Muscle contraction, as well as several other aspects of cell motility, results from cyclic interactions between myosin II motors and actin filaments. These force-generating interactions are driven by the hydrolysis of ATP at the myosin active site as outlined in Scheme 1 (1–3). In the absence of actin, the Pi and ADP release steps (k4 and k5) are rate-limiting for the entire cycle at high (>12 °C) and low temperatures, respectively (4–6). In the presence of actin, the rate of Pi release increases significantly, and the overall cycle is accelerated more than 2 orders of magnitude. The sliding velocity of myosin-propelled motors is generally believed to be rate-limited by actomyosin dissociation (rate constant k′5, k′6, or k′2 in Scheme 1) (7). Alternatively, some studies (8, 9) have suggested that the sliding velocity is determined by the fraction of myosin heads in the weak-binding states, AM4 ATP and AM ADP Pi. However, it is worth emphasizing that KT is very low under physiological conditions (1, 3) with low population of these states. For the same reason, the rate of dissociation of the AM complex is governed by K′1 and k′2.

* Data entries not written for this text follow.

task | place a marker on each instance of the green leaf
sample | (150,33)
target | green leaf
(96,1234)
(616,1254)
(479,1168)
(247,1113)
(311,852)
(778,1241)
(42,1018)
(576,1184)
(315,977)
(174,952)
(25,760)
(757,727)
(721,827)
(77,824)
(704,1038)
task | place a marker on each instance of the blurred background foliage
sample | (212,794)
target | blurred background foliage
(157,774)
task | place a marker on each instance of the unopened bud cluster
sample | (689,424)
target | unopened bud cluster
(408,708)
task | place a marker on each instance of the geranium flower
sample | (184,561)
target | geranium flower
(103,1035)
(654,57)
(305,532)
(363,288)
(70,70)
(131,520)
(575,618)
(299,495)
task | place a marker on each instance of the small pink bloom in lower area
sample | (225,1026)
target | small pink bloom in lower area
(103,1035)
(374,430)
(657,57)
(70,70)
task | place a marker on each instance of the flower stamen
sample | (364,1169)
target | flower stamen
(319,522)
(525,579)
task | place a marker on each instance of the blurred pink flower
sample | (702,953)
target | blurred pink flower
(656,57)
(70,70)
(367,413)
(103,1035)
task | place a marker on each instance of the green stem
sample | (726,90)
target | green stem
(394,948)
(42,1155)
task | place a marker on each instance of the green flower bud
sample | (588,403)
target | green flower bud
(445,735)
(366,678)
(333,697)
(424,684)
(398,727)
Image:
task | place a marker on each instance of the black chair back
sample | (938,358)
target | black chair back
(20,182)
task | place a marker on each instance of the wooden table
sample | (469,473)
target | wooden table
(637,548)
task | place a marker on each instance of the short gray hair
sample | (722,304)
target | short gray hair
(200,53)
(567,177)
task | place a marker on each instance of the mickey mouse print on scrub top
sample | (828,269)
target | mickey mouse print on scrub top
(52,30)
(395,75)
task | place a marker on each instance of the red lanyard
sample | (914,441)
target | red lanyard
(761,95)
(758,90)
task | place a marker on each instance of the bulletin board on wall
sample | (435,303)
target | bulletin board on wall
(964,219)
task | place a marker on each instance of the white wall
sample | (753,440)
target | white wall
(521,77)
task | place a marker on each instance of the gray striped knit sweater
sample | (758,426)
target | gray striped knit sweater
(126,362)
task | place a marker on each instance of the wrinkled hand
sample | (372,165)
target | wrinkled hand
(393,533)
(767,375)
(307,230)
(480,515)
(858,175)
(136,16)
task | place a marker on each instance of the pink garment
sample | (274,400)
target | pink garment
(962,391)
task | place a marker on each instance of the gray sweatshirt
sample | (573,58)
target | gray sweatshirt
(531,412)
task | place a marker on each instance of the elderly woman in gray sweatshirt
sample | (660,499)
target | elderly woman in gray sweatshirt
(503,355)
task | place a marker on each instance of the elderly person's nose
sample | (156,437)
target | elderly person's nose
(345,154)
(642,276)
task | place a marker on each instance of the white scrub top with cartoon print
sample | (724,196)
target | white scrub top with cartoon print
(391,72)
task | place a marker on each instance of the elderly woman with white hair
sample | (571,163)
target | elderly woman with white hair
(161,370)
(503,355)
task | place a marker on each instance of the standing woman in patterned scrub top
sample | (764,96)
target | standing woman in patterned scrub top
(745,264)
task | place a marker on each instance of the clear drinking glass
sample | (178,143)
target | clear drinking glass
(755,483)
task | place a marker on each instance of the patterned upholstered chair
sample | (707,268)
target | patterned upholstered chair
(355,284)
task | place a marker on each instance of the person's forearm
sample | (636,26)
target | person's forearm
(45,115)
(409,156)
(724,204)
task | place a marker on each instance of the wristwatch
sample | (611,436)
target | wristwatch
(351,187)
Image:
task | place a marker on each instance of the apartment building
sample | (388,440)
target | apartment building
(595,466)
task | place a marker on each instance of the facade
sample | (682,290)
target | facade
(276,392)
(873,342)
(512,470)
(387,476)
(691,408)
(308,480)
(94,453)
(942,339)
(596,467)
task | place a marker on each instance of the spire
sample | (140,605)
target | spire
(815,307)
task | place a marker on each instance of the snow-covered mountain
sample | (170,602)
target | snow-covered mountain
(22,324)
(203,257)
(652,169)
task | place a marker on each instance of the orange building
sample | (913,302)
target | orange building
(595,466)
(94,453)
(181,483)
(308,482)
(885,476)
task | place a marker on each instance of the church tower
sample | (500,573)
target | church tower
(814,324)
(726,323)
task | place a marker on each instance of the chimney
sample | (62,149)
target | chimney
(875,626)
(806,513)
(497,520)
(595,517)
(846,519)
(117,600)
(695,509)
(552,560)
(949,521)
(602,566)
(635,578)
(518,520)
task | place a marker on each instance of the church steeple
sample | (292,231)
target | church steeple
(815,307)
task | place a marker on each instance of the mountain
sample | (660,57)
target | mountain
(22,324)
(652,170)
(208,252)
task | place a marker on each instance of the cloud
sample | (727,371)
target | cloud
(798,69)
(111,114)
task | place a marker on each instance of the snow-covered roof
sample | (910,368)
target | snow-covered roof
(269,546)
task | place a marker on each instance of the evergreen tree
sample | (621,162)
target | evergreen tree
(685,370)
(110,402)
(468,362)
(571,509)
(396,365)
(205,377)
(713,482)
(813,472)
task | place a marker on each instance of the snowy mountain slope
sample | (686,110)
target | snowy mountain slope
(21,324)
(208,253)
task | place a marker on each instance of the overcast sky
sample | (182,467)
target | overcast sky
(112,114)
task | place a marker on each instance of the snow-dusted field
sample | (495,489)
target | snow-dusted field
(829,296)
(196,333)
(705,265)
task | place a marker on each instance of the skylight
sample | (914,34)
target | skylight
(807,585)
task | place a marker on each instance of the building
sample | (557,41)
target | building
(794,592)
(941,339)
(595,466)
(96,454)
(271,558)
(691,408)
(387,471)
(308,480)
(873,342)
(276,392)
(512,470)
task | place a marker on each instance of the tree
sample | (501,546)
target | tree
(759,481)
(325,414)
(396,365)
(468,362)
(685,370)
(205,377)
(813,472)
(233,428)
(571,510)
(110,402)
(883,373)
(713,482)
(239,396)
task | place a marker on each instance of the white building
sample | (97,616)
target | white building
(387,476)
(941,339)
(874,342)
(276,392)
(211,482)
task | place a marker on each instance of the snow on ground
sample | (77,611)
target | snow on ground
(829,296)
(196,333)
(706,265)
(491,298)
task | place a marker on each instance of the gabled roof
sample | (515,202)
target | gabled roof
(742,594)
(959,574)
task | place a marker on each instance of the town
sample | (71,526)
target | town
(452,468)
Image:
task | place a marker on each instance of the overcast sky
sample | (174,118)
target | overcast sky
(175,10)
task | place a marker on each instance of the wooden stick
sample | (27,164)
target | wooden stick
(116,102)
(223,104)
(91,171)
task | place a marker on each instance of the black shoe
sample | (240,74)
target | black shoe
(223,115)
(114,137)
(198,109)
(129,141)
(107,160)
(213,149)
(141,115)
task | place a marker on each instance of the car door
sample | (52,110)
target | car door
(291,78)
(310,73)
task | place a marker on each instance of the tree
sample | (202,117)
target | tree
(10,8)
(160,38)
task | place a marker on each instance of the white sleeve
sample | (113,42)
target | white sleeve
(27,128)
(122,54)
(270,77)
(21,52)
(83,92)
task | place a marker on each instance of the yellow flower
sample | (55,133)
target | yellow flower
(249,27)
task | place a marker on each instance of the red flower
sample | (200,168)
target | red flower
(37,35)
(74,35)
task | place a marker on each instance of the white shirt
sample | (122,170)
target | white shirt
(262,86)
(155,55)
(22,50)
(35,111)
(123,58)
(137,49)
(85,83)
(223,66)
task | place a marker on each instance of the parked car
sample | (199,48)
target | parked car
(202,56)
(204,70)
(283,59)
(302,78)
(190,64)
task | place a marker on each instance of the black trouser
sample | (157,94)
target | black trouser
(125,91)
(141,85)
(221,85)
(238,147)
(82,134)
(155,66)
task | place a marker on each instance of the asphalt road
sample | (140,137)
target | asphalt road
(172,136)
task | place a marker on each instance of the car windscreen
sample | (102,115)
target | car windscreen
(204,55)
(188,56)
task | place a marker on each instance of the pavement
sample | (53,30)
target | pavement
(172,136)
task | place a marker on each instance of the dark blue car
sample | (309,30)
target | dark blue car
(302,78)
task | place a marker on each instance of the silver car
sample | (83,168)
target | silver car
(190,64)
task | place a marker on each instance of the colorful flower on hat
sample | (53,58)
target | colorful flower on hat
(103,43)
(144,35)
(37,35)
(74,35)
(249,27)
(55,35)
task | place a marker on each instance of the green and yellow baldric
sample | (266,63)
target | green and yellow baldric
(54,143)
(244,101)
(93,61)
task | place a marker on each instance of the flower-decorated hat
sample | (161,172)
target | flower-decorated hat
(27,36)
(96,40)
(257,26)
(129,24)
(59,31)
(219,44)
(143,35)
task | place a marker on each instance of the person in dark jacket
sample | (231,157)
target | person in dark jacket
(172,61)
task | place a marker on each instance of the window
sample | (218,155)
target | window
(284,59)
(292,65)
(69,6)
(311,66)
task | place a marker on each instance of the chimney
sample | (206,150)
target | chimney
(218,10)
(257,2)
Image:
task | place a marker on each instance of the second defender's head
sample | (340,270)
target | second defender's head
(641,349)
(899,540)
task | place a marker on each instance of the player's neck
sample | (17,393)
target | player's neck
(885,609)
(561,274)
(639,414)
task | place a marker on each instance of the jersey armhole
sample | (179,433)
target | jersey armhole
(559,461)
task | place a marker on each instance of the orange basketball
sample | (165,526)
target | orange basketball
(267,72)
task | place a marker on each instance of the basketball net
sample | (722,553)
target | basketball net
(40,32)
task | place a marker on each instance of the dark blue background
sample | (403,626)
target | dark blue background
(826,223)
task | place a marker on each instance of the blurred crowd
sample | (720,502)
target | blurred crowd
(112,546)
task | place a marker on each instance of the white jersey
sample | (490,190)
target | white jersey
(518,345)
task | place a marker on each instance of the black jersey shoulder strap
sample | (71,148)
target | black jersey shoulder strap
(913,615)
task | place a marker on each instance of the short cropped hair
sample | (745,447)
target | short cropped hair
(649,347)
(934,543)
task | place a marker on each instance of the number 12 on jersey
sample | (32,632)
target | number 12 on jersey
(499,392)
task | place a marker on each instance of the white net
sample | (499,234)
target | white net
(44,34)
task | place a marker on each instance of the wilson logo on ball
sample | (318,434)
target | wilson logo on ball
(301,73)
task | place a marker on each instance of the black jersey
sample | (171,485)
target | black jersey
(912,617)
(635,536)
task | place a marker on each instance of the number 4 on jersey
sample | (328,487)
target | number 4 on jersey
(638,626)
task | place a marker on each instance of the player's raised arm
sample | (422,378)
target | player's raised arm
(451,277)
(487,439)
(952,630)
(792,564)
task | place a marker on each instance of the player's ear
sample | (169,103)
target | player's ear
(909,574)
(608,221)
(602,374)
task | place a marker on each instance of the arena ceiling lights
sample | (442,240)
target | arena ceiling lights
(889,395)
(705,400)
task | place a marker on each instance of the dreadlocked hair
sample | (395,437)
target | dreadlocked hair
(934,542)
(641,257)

For the study of contractile mechanisms in both muscle and other types of cells, drugs may be useful as pharmacological tools affecting different transitions or states in the force-generating cycle. Whereas the use of drugs as tools may be less specific than site-directed mutagenesis, it also has advantages. The motor protein function may be studied in vivo, with maintained ordering of the protein components, e.g. as in the muscle sarcomere, allowing more insight into the relationship between specific molecular events and contractile properties of muscle. A drug that has been used quite extensively in this context is butanedione monoxime. The usefulness of this drug is based on firm characterization of its effect on actomyosin function on the molecular level (3, 10–13). More recently other drugs, like N-benzyl-p-toluene sulfonamide (14, 15) and blebbistatin (16), have been found to affect myosin function, and their effects at the molecular level have also been elucidated in some detail (14, 15, 17, 18). Both these drugs appear to affect the actomyosin interaction in a similar way as butanedione monoxime by inhibiting a step before (or very early in) the myosin power stroke, leading to the inhibition of actomyosin cross-bridge formation and force production.
In contrast to the reduced isometric force, caused by the above mentioned drugs, the bipyridine compound amrinone (Fig. 1A) has been found to increase the isometric force production of fast intact skeletal muscles of the frog (19, 20) and mouse (21) and also of fast (but much less slow) skinned muscle fibers of the rat (22). In all the fast myosin preparations, the effect of about 1 mm amrinone on isometric force was associated with characteristic changes of the force-velocity relationship (Fig. 1B), including a reduced maximum velocity of shortening (19–22) and a reduced curvature of the force-velocity relationship (19–22). The latter effect was accompanied (20, 21) by a less pronounced deviation of the force-velocity relationship from the hyperbolic shape (23) at high loads. There have been different interpretations of the drug effects. It has been proposed (20–22) that amrinone might competitively inhibit the MgATP binding by myosin. However, more recently, results from in vitro motility assay experiments (24) challenged this idea. These results showed that amrinone reduces the sliding velocity (Vmax) at saturating MgATP concentrations but not at MgATP concentrations close to, or below, the Km value for the hyperbolic relationship between MgATP concentration and sliding velocity. Such a combination of effects is consistent with a reduced MgADP release rate (24) but not with competitive inhibition of substrate binding. However, effects of amrinone on the MgADP release rate have not been directly demonstrated. Additionally, in view of the uncertainty about what step actually determines the sliding velocity at saturating [MgATP] (see above and Refs. 7–9), it is of interest to consider other possible drug effects that could account for the data of Klinth et al. (24). These include the following: 1) an increased drag force, e.g. because of enhancement of weak actomyosin interactions; 2) a reduced step length; and 3) effects of the drug on the rate of MgATP-induced dissociation of actomyosin.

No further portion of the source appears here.